Davon halte ich gar nichts. Ich hoffe, dass Sie nach dieser Diskussion auch mitgehen und sagen, in Aufsichtsräten haben Minister - das haben wir im Landtag schon oft diskutiert - möglichst nichts zu suchen, und meiner Meinung nach auch keine Staatssekretäre; vielmehr haben dort nur Mitarbeiter etwas zu suchen, mit denen das Ministerium, das Ressort sicherstellen kann, dass die Interessen des Landes berücksichtigt werden.

Meine Damen und Herren! Auch das übrige Krisenmanagement ist nicht wirklich glücklich. Da wird an einem Tag verkündet, die Mensen und Internate würden jetzt von der Salus gGmbH bewirtschaftet. Am nächsten Tag galt das schon nicht mehr. Man hatte vergessen, bevor man es verkündet, die Salus einmal zu fragen.

Dann ist ausgerechnet der Bereich der Fördermittelbewirtschaftung an das Ministerium gezogen worden, der laut Landesrechnungshof eigentlich funktioniert. Es sind jetzt sieben Mitarbeiter dabei, die Arbeit zu prüfen, die vorher fünf Mitarbeiter im Landessportbund gemacht haben.

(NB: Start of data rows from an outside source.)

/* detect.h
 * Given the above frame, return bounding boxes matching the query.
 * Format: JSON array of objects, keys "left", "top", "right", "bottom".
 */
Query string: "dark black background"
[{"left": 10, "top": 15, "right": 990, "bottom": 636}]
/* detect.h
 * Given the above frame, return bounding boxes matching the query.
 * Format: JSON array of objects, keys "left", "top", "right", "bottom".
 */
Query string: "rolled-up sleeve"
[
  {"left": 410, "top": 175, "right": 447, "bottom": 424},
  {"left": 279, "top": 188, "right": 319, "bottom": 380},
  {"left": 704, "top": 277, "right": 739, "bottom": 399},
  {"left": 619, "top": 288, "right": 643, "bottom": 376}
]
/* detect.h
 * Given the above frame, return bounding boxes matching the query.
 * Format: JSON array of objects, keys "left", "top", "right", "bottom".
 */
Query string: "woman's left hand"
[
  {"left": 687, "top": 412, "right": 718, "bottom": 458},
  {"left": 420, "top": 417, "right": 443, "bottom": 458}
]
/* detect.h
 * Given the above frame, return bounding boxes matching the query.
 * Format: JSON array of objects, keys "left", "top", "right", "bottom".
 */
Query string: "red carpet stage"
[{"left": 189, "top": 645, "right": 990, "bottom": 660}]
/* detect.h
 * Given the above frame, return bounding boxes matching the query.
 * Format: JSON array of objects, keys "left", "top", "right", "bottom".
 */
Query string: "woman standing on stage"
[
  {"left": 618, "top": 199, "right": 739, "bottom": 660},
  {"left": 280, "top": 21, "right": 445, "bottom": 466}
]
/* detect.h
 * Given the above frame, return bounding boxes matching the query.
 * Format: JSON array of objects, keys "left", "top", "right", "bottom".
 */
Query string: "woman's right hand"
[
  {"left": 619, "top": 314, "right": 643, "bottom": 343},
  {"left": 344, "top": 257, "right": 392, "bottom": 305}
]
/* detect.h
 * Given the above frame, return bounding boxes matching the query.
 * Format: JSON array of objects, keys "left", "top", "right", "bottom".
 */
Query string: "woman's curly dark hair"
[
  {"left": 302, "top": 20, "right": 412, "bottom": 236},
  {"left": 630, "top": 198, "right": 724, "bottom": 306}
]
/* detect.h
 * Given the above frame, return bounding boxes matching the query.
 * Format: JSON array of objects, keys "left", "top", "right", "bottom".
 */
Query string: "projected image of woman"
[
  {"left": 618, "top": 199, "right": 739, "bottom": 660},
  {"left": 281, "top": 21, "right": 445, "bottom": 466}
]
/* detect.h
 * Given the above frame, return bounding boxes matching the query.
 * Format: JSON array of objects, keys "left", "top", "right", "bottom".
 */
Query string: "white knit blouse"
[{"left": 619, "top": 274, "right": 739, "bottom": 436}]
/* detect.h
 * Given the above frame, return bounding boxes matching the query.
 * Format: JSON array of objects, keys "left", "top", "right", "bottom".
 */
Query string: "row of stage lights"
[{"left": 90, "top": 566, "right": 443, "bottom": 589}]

Der Übergang konnte dem Ministerium auch gar nicht schnell genug gehen; denn man ist seit dem 15. April 2008 zuständig, obwohl man gar keine Richtlinien dafür hat. Wie lange es dauert, bis man Richtlinien im Sozialministerium anpasst, wissen wir aus der Arbeit im Sozialausschuss nur zu gut. Es gibt einige, auf die wir schon lange warten.

Überrascht hat mich zum Beispiel auch die Pressemitteilung des Sozialministeriums, in der alle Vereine, die mit der bisherigen Förderung durch den LSB nicht zufrieden sind, aufgefordert werden, sich an das Ministerium zu wenden. Dann werden die sieben Leute gut Arbeit bekommen. Ich bin mir aber nicht ganz sicher - ich habe einmal nachgesehen und festgestellt, dass ein Teil von ihnen noch gar nicht im Sportbereich gearbeitet hat -, wie sie denn beurteilen wollen, ob der LSB die Vereine zu Recht oder zu Unrecht nicht gefördert hat.

Das alles mutet aus meiner Sicht doch eher chaotisch an. Ich hätte erwartet, dass Sie den Bereich der Verwendungsnachweisprüfung stärken. In diesem gibt es nämlich erhebliche Probleme. Ich hätte auch erwartet, dass Sie sich juristischen und wirtschaftlichen Sachverstand einkaufen, um die ernsthaften Probleme des LSB zu lösen. Diese überlassen Sie jetzt aber ganz offensichtlich dem LSB. Sie müssten aber jetzt eigentlich hingehen und klären, welche Regresse gegenüber welchen Personen und welchen Gesellschaften geltend gemacht werden müssen. Wozu führt es, wenn wir zum Beispiel - -

(Zurufe - Unruhe)

Hören Sie doch bitte einmal der Rednerin zu, meine Damen und Herren. Wenn Sie so unruhig sind, verstehen wir sie ja gar nicht.

(Frau Budde, SPD: Auch wenn es schwer fällt!)

- Auch wenn es schwer fällt. Das ist nun einmal so in einer Demokratie.

Es ist immer ärgerlich, wenn einer eine andere Meinung hat als man selbst, Frau Budde.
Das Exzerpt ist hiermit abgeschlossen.